One of the most popular Democratic politicians, Clinton has not said if she will run for the presidency in 2008, but she is currently seen as one of the clear frontrunners. With what is widely thought to be an eye to 2008, Hillary has already been toning down her ultra liberal image, seeking out the middle ground on contentious issues like abortion.

She leads her party in opinion polls for the 2008 presidential election, with 42 percent saying they would vote for her. According to the Marist poll, Clinton leads a field of likely Democrats, beating both former challenger John Kerry and his running mate John Edwards. Democrats including Delaware senator Joseph Biden, New Mexico governor Bill Richards and Iowa governor Tom Vilsack are in a crowded pack of potential candidates with single digit support, said the poll.
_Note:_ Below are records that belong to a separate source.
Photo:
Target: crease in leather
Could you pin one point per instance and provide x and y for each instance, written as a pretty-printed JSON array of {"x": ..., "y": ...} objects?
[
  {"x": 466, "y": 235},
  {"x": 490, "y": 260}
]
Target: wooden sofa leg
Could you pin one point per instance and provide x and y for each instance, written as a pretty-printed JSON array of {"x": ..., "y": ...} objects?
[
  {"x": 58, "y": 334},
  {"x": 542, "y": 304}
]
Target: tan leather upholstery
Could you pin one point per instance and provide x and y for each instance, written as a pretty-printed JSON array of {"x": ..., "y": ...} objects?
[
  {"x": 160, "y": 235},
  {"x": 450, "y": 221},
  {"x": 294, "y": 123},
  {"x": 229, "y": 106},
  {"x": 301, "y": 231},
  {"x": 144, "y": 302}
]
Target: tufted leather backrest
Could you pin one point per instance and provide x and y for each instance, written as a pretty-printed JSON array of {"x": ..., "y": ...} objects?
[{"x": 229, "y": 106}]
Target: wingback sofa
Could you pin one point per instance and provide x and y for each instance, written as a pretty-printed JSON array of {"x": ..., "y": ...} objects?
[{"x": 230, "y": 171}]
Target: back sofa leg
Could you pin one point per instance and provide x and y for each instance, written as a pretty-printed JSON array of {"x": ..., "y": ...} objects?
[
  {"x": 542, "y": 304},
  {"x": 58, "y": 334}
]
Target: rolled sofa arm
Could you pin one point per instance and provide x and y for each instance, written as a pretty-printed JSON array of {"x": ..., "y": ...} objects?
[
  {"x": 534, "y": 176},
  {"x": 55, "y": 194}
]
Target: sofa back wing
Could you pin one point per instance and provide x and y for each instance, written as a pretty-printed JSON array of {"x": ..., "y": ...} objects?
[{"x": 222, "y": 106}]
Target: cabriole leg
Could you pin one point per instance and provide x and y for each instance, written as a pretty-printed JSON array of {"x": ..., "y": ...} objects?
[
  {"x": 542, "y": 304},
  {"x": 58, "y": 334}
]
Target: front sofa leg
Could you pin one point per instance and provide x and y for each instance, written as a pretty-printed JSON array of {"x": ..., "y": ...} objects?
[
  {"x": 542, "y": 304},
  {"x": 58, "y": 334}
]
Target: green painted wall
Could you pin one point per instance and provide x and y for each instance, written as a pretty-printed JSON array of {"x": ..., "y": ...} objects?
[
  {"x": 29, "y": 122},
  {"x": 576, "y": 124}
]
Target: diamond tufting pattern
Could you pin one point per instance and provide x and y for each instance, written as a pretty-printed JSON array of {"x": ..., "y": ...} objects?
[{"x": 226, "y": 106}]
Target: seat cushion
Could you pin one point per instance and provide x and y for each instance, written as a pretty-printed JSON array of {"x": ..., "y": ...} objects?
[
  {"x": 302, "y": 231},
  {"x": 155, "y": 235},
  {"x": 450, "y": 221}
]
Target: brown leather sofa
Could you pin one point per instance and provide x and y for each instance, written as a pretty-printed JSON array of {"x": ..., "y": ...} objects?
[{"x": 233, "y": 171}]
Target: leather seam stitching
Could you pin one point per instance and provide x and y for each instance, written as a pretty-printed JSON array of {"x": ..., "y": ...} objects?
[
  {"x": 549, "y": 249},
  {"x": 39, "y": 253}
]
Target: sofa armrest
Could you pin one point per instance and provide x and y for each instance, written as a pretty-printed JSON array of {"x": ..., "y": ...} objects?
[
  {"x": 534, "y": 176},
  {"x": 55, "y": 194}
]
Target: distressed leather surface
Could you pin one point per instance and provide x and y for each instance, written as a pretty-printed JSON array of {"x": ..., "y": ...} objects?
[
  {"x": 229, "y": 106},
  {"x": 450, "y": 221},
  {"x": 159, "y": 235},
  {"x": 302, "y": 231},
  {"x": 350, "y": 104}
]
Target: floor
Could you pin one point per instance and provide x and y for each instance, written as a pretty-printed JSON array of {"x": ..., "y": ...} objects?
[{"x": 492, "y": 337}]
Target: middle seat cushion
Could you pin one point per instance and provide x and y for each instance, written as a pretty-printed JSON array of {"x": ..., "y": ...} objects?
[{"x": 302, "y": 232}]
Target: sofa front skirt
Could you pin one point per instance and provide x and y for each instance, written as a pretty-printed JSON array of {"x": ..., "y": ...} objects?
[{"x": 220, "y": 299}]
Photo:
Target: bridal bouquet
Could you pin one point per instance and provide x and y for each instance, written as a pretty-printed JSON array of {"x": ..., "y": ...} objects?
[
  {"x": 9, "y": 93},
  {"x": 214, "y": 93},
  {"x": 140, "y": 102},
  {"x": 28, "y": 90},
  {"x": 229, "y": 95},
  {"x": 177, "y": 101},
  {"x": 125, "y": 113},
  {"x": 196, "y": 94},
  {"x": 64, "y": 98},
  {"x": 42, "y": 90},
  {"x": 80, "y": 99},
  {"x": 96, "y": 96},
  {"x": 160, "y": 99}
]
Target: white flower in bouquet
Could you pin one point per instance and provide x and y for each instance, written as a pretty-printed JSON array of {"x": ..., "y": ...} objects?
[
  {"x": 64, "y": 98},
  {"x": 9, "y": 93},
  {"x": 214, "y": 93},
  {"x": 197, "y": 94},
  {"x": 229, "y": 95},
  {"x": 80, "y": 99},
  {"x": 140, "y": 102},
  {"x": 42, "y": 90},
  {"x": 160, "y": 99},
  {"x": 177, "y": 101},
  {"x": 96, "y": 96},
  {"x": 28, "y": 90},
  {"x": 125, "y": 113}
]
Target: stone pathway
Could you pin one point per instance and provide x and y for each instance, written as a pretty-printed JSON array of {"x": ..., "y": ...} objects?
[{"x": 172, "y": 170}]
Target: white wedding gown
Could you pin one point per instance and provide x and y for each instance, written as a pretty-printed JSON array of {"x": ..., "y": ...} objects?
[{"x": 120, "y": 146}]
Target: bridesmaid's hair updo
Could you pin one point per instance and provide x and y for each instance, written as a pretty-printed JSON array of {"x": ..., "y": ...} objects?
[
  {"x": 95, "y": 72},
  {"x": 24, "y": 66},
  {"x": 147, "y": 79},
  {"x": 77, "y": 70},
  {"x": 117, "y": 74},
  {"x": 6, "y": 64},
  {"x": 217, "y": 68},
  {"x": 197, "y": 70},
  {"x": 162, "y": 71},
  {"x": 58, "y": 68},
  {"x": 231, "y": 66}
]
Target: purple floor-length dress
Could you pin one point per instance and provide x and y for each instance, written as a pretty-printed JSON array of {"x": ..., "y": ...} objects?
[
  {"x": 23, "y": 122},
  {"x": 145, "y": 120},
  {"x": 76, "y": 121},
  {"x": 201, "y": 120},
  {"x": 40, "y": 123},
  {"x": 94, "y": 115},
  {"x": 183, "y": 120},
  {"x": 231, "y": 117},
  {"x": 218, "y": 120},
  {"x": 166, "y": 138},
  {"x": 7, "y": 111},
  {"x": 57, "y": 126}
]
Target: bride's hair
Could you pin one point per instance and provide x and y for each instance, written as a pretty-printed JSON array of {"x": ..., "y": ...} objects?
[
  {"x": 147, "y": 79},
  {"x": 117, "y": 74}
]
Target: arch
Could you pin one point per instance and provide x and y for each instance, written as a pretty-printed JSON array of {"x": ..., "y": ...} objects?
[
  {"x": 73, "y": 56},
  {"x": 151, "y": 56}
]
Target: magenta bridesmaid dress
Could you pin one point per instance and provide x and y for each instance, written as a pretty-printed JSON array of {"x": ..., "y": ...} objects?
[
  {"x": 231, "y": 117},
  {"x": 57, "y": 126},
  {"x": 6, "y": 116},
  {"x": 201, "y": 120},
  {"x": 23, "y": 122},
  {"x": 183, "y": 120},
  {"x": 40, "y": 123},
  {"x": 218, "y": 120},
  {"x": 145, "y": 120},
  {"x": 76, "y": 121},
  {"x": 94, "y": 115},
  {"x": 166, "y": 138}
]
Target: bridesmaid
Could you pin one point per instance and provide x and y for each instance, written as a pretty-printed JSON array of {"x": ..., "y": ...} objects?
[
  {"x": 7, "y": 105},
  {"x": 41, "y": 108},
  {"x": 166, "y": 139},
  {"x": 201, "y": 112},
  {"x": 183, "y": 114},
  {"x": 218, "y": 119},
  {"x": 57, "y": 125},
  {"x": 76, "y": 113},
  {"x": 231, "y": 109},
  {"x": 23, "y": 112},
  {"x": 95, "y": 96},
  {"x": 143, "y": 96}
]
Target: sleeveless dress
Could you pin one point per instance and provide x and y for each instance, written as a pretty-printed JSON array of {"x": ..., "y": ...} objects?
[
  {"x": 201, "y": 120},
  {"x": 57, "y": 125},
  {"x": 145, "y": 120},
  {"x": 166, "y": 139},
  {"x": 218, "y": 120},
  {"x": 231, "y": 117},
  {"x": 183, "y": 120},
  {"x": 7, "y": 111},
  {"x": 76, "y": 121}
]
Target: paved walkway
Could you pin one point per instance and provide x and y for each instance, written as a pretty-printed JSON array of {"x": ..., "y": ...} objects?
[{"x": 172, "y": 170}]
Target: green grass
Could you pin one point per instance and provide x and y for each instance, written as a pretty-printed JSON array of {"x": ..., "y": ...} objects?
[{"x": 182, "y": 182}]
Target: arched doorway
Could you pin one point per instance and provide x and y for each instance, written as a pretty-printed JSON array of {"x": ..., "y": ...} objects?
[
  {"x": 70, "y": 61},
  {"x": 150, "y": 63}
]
A Yale law school-trained lawyer, Clinton was in private practice from 1977 until 1992, becoming an expert on children’s rights. After her husband’s election as president, she initially played a visible role in his administration, co-chairing the task force that proposed changes in the US health care system. She was less publicly involved in policy issues after that program failed to gain support. She won US sympathy for her support of her husband during the Lewinsky scandal.

In 2000, Clinton won an election as a Democrat to the US senate from New York, becoming the first wife of a president to win an election to public office. She is also the author of It Takes a Village and the memoir Living History.

The National Women’s Hall of fame was founded in 1969 in Seneca Falls, New York. The foundation has inducted more than 200 women including writer Harriet Beech Stowe, the author of Uncle Tom’s Cabin and actress Ann Bancroft.